Our current monolithic approach to the high-risk patient needs to be altered. If radiation therapy reduces local recurrence, then perhaps its use should be limited to those patients with particularly high-risk anatomic or biologic determinants for this pattern of failure. Retrospective analyses have suggested that tumors with greater local extension (macroscopic T3 or T4) or multiple lymph node involvement are at highest risk for local recurrence; perhaps the use of radiation therapy should be restricted to these situations. Conversely, the patient with lymph node-negative, stage II disease with minimal wall invasion, although technically now eligible for most postoperative treatment protocols, might better be treated with systemic chemotherapy alone. Only prospective clinical trials can definitively determine the best treatment in these settings.

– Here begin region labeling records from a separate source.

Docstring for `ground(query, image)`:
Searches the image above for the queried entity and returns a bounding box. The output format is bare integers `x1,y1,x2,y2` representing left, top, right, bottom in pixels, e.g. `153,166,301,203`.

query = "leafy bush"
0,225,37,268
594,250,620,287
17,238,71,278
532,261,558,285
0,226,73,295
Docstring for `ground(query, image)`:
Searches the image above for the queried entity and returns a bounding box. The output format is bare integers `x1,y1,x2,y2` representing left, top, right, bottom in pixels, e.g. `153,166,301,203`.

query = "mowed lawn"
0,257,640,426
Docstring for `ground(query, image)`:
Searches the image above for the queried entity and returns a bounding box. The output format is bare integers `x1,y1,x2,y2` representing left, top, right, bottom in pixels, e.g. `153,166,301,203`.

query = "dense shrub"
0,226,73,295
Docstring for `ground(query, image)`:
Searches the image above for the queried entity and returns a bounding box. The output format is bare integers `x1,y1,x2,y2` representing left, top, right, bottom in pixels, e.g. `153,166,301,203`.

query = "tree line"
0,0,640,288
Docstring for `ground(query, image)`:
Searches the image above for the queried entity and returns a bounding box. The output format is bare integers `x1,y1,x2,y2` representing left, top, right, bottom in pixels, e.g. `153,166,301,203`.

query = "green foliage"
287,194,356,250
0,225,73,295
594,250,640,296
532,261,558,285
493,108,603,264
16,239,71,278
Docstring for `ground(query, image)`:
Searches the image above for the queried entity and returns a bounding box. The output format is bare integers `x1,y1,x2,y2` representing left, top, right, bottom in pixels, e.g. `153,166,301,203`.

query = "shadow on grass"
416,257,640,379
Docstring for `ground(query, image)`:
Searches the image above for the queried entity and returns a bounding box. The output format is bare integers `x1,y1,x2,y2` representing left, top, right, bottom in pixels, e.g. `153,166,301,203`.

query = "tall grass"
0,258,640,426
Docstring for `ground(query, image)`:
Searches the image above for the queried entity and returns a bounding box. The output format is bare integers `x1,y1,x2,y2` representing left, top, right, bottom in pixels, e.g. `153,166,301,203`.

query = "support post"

However, the evidence presented in NSABP permits consideration of deletion of radiation therapy in clinical practice, particularly in patients considered to be at low risk for local recurrence or when the morbidity of postoperative radiation therapy is considered to be high. Future trials in rectal cancer should also address issues that are being investigated in extrapelvic colon cancer. For example, combination chemotherapy in advanced colorectal cancer, typically combining 5-fluorouracil with either irinotecan or oxaliplatin, appears to result in significant improvement in response rate compared with 5-fluorouracil alone. Combination chemotherapy, given alone or concurrently and sequentially with radiation therapy, should be compared with the current standard of postoperative radiation therapy and 5-fluorouracil. In addition to the usual anatomic staging for prognosis and selection of treatment, newer determinants of tumor biology, such as thymidylate synthase expression and chromosome 18 allelic loss, and host factors, such as age and sex, should be prospectively evaluated in the next generation of rectal adjuvant studies. The status quo established by the National Institutes of Health Consensus Conference a decade ago has been challenged by the results of NSABP R-02, but any discomfiture resulting from uncertainties introduced by this trial should prompt the evolution of innovative clinical trials to establish optimal therapies for patients with curatively resected rectal cancer.